The truth demands that we do not overlook the difficulties. In the absence of law enforcement, Iraq's progress is hampered by the continued violence against people and property. Since 2003, the most dangerous kinds of violence from Iraqi public perspective were (in order of decreasing importance): sectarian war, suicide bombers, explosive devices and street crime. In terms of private concerns, the priority is different: street crime, explosive devices, military actions and suicide bombers.

All said, over the last 12 months, 1,771 Iraqi civilians died due to acts of insurgents and Coalition forces - a homicide rate that falls below that of some OECD countries. Furthermore, despite claims of CPA unpopularity, 76 per cent do not believe their lives were made worse by the Coalition and 85 per cent feel safer with CPA in place.

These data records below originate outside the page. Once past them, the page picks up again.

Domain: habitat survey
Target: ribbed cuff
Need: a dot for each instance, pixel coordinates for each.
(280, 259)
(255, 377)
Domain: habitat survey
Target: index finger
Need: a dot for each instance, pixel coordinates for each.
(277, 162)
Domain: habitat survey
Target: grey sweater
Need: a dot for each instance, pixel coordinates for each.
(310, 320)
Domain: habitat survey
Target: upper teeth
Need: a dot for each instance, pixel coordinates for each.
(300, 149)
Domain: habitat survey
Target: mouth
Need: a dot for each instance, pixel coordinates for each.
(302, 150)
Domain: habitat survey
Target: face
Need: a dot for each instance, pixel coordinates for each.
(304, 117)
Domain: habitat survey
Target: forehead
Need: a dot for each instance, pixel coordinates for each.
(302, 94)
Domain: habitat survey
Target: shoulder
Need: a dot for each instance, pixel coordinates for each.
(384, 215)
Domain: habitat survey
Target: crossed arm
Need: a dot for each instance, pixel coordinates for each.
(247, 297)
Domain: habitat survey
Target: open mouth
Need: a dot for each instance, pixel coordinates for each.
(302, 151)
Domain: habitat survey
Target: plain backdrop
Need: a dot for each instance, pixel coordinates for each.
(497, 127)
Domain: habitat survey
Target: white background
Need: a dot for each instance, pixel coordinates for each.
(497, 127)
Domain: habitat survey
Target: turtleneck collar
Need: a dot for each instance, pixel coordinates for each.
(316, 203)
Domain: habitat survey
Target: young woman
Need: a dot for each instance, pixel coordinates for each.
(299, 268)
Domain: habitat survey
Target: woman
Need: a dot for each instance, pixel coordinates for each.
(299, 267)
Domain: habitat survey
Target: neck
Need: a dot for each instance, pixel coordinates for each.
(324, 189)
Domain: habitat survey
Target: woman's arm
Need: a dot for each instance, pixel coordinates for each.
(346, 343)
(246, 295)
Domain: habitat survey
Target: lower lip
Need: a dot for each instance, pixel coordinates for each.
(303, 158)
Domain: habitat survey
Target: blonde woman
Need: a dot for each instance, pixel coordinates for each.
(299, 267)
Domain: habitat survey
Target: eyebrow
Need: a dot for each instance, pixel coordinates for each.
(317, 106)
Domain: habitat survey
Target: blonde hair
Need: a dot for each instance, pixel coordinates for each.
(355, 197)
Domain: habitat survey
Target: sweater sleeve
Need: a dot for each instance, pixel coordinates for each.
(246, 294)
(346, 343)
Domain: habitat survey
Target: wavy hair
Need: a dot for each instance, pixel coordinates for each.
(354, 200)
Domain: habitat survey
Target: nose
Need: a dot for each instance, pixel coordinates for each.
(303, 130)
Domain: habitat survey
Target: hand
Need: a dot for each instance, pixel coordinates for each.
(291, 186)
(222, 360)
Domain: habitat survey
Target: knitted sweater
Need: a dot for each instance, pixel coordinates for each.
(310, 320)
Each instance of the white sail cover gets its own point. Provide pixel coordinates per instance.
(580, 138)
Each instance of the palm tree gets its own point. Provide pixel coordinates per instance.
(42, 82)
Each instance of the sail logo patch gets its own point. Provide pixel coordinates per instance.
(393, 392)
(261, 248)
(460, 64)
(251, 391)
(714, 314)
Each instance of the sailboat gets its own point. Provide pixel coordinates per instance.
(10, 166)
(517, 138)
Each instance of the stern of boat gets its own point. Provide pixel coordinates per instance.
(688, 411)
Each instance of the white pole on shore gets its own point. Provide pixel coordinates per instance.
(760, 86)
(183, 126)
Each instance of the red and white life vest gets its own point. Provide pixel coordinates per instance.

These figures tell the real stories of Iraq. This is a learning curve. Transition to democracy in the Soviet Union taught us that in a society opening up to pluralism and freedom of press, scandalous facts temporarily take hold of the nation's perception of reality: learning about freedom does make your brain "tight as the horn of a ram".

So let us set the record straight - on June 28, Iraq rejoined the world community as a sovereign state, but it will take time before the Iraqis taste their Persian pie of prosperity and generations before they erase Saddam Hussein from their memory. I doubt our zealots of anti-Americanism ever will.

Constantin T Gurdgiev is a lecturer and research associate at TCD. He is also a director of the Open Republic Institute, Dublin.